ChainMap lookup chain

ChainMap stores a list of mappings in self.maps and walks them left-to-right on every key access. Writes always go to maps[0].

# CPython: Lib/collections/__init__.py:161 ChainMap.__getitem__
def __getitem__(self, key):
for mapping in self.maps:
try:
return mapping[key]
except KeyError:
pass
return self.__missing__(key)

Counter arithmetic

Counter.__add__ discards zero and negative counts so the result is always a proper multiset. The in-place variant __iadd__ does the same after accumulation.

# CPython: Lib/collections/__init__.py:272 Counter.__add__
def __add__(self, other):
if not isinstance(other, Counter):
return NotImplemented
result = Counter()
for elem, count in self.items():
newcount = count + other[elem]
if newcount > 0:
result[elem] = newcount
for elem, count in other.items():
if elem not in self and count > 0:
result[elem] = count
return result

namedtuple class factory

namedtuple builds source text for an entire class body, then calls exec to compile it into a real class. Field validators run before the template is rendered.

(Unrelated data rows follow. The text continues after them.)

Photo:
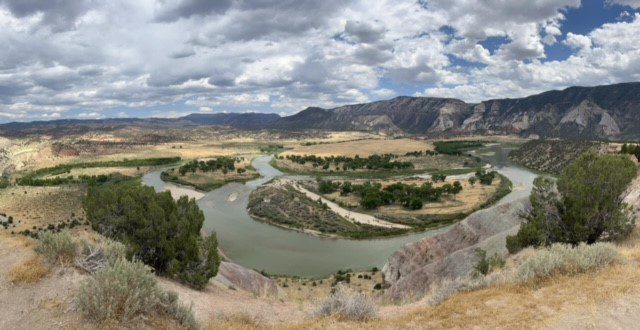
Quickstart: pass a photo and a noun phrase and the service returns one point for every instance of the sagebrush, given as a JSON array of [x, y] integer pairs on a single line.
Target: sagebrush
[[126, 291], [57, 247], [531, 265], [347, 305], [565, 259]]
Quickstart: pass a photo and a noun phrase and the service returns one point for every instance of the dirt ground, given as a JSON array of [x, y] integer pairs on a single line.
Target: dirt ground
[[40, 206], [363, 148], [470, 198]]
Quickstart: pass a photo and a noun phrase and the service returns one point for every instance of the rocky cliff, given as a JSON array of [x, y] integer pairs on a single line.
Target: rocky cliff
[[601, 112], [409, 272]]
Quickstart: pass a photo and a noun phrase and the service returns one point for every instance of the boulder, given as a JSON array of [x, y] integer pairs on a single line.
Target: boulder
[[410, 271]]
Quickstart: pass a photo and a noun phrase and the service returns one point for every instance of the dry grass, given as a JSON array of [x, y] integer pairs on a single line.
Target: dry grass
[[29, 272], [40, 206], [303, 290], [241, 320], [128, 171]]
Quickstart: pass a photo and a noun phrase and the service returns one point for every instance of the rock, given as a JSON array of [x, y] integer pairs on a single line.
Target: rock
[[235, 276], [410, 271]]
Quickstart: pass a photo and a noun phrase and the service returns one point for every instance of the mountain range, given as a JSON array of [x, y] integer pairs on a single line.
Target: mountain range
[[609, 112]]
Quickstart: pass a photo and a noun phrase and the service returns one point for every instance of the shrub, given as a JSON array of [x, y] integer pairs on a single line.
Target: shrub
[[31, 271], [126, 291], [347, 305], [564, 259], [97, 256], [57, 247], [161, 232], [584, 206], [487, 265]]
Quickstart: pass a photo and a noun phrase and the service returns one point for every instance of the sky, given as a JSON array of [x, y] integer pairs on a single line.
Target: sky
[[168, 58]]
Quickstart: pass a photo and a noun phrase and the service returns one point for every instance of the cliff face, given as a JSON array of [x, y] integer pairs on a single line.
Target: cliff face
[[603, 112], [611, 111], [410, 271]]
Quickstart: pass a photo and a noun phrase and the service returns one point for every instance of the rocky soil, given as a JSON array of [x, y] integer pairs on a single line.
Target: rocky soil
[[410, 271], [551, 156]]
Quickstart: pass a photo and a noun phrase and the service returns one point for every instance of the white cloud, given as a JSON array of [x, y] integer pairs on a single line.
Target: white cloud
[[287, 55], [577, 41], [630, 3]]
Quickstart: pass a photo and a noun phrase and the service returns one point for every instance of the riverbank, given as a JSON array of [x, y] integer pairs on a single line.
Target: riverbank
[[257, 245]]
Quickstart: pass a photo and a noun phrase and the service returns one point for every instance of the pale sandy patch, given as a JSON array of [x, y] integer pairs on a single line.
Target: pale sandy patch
[[348, 215], [177, 192]]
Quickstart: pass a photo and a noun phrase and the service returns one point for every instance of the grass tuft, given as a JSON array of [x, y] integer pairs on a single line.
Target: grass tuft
[[29, 272], [57, 247], [126, 291], [345, 305]]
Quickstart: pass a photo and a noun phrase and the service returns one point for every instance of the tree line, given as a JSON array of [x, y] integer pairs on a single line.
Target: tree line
[[455, 147], [224, 164], [373, 195], [585, 204], [159, 231], [372, 162], [631, 149], [34, 178]]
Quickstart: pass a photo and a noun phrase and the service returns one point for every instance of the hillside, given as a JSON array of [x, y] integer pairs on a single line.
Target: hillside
[[551, 156], [607, 112]]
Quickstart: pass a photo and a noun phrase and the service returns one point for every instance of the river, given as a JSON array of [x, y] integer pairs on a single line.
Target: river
[[260, 246]]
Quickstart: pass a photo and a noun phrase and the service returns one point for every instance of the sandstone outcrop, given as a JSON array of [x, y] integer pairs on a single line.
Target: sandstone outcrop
[[238, 277], [410, 271]]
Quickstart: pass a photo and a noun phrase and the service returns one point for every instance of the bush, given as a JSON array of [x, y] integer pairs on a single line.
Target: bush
[[585, 205], [487, 265], [348, 306], [31, 271], [126, 291], [157, 230], [94, 257], [564, 259], [57, 247], [533, 265]]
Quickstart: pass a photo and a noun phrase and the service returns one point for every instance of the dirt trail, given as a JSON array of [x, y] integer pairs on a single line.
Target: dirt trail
[[348, 215]]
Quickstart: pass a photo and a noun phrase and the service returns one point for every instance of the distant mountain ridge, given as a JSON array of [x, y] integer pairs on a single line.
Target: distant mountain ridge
[[601, 112]]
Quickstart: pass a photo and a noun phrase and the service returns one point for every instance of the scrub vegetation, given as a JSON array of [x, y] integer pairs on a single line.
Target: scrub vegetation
[[175, 248]]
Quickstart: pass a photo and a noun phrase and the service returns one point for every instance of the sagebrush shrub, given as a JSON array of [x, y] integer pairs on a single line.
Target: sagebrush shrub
[[532, 265], [565, 259], [57, 247], [121, 292], [95, 256], [128, 290], [347, 305]]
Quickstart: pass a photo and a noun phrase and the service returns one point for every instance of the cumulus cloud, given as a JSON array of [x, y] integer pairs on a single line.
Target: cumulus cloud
[[282, 56], [630, 3]]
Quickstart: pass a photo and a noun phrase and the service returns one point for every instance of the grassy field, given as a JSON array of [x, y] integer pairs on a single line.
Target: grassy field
[[282, 205], [470, 199], [362, 148]]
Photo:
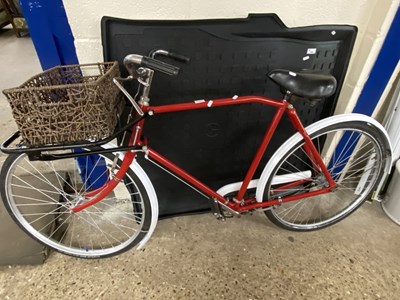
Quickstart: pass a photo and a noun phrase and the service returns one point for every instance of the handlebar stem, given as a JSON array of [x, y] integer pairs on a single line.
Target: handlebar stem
[[147, 77]]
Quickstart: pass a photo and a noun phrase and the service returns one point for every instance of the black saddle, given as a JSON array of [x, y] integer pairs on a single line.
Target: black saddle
[[305, 84]]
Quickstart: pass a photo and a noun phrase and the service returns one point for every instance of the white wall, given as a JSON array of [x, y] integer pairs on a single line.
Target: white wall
[[372, 17]]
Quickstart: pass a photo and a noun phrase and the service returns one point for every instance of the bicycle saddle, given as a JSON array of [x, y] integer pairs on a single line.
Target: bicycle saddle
[[305, 84]]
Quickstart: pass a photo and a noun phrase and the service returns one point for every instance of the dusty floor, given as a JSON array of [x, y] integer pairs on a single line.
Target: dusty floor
[[198, 257]]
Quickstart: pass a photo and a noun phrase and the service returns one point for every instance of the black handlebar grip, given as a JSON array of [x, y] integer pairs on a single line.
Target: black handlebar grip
[[159, 66], [179, 57]]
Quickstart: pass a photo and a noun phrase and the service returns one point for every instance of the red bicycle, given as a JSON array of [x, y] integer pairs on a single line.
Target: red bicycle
[[319, 176]]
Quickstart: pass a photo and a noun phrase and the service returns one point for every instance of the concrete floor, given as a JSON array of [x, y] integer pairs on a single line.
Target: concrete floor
[[198, 257]]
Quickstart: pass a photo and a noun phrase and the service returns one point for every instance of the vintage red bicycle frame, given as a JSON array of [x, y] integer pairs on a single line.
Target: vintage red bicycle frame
[[238, 205]]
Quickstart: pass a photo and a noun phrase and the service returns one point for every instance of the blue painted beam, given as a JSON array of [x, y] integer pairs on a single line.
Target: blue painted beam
[[50, 32]]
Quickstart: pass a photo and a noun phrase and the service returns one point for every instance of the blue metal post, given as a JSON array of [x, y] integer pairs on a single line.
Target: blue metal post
[[54, 44]]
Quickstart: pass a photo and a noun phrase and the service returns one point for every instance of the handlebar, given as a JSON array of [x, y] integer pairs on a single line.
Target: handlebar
[[134, 59]]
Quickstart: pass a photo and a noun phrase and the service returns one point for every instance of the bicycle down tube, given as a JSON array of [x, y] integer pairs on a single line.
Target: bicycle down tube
[[239, 204]]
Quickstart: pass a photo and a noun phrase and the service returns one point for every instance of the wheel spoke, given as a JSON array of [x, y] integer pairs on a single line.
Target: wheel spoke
[[349, 164]]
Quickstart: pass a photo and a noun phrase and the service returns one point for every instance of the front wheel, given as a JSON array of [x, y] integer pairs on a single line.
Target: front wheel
[[354, 155], [39, 194]]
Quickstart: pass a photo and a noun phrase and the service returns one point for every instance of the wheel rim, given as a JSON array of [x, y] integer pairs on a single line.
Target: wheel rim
[[41, 193], [347, 167]]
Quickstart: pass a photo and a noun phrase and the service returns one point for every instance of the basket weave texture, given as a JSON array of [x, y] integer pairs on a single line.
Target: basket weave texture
[[67, 104]]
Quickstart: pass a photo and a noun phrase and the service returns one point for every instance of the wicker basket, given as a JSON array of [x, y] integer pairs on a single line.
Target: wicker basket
[[67, 104]]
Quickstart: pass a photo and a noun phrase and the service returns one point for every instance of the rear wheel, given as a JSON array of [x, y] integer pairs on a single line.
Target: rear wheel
[[354, 154], [38, 195]]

# CPython: Lib/collections/__init__.py:505 namedtuple
def namedtuple(typename, field_names, *, rename=False, defaults=None, module=None):
# ... validation ...
namespace = {'_tuple_new': tuple.__new__, '__builtins__': {}}
exec(class_definition, namespace)
result = namespace[typename]
result.__module__ = module or _sys._getframe(1).f_globals.get('__name__', '__main__')
return result

UserDict delegation pattern

UserDict keeps the real dict in self.data. Almost every method forwards to it, letting subclasses override only what they need.

# CPython: Lib/collections/__init__.py:570 UserDict.__setitem__
def __setitem__(self, key, item):
self.data[key] = item

gopy notes

  • deque and defaultdict are not in this file; they come from _collections (C). Port them from Modules/_collectionsmodule.c.
  • namedtuple relies on exec with a namespace dict. The gopy compiler will need EXEC_STMT or an equivalent host call before namedtuple can run end-to-end.
  • Counter arithmetic depends on __missing__ returning 0 by default; verify that the defaultdict-style default works once the C type is in place.
  • ChainMap.new_child creates a fresh ChainMap with a new empty map prepended. No special VM support needed, but the copy semantics (maps[1:]) must shallow-copy the list, not the mappings themselves.

CPython 3.14 changes

  • Counter gained total() in 3.10; no further changes in 3.14.
  • namedtuple field validation tightened: duplicate names now raise ValueError even when rename=True if the renamed field would also collide.
  • ChainMap is unchanged from 3.12.
  • UserString picked up __class_getitem__ for generic alias support.